Os autores citam que um rizoma pode ser rompido e quebrado em qualquer
lugar. Para Deleuze e Guattari (1997), a cada ocorrência de ruptura, no rizoma,
as linhas segmentares explodem numa linha de fuga. Eles sugerem o nômade
como um sujeito “desterritorializado”, mas não no sentido de não possuir uma
residência, e sim dentro de uma definição que nos leva a ver o indivíduo como
aquele sem um território fixo, sendo assim capaz de transitar.

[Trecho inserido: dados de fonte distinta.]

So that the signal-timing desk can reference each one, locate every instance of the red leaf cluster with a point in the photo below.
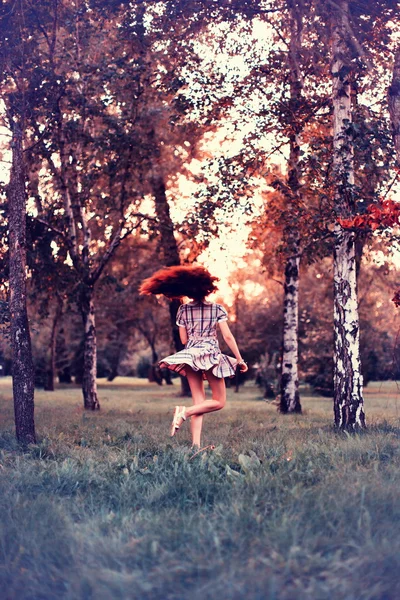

É dentro dessa
concepção que o ser adquire um valor de “reterritorialização”, ou seja, quando o
mesmo encontra o seu verdadeiro território. Uma das primeiras ações do Stalker
ao entrar na Zona é deitar-se no chão, sentindo os elementos daquele local e
contemplando a sensação de liberdade, de integração e reencontro com o lugar.
No sentido dado por Deleuze e Guattari (1997), refletimos uma espécie de
“nomadismo” do Stalker, retratado pelo filme através da “territorialização”,
“desterritorialização” e “reterritorialização” desse personagem, pela nítida
relação do mesmo com os meios significadores, hora mostrando a liberdade e
hora um certo aprisionamento, como acontece no início do filme.

Os 5º e 6º princípios, tratam respectivamente da cartografia e da


decalcomania. Para Deleuze e Guattari (1997), o rizoma é mapa, e não
decalque. "A orquídea não reproduz o decalque da vespa, ela compõe um mapa
com a vespa no seio de um rizoma" (DELEUZE e GUATARRI, 2004, p. 22). O
mapa é aberto e desmontável, pode ser conectado em qualquer uma de suas
partes ou dimensões, é reversível e suscetível de receber montagens de
qualquer natureza. “O mapa tem entradas múltiplas, contrário ao decalque, que
volta sempre ao mesmo”. (DELEUZE e GUATARRI, 2004, p. 22). Como já dito,
o filme de Tarkovski tem muito a dizer, principalmente a respeito das relações
entre os sujeitos e seus ambientes. Dentro dos últimos princípios analisados, o
que procuramos ressaltar está exatamente ligado a essas relações. Nossa
percepção está em como tais relações são, em determinados momentos,
revigoradas. Isso, pelo objetivo de construção de outras práticas de vida que
consigam contribuir para o aprimoramento das reflexões críticas a respeito das
aspirações de cada um.

A obra Stalker, nos traz grandes reflexões. O filme, investigado e


analisado com o auxílio das concepções compartilhadas por Deleuze e Guattari,
nos permite fazer interpretações de vários conteúdos, por meio dos aspectos
mais sensíveis dos acontecimentos e indo além das ideias e conceitos que,
inicialmente, poderiam parecer óbvios.
Referências:

DELEUZE, Gilles & GUATTARI, Félix. Mil platôs: Capitalismo e esquizofrenia. Vol. V.
São Paulo, Ed. 34. 1997.

STALKER. Direção de Andrei Tarkovski. Roteiro: Andrei Tarkovski, Boris Strugatsky,


Arkady Strugatsky. Estônia: Mosfilm, 1979. (163 min.), son., color. Legendado.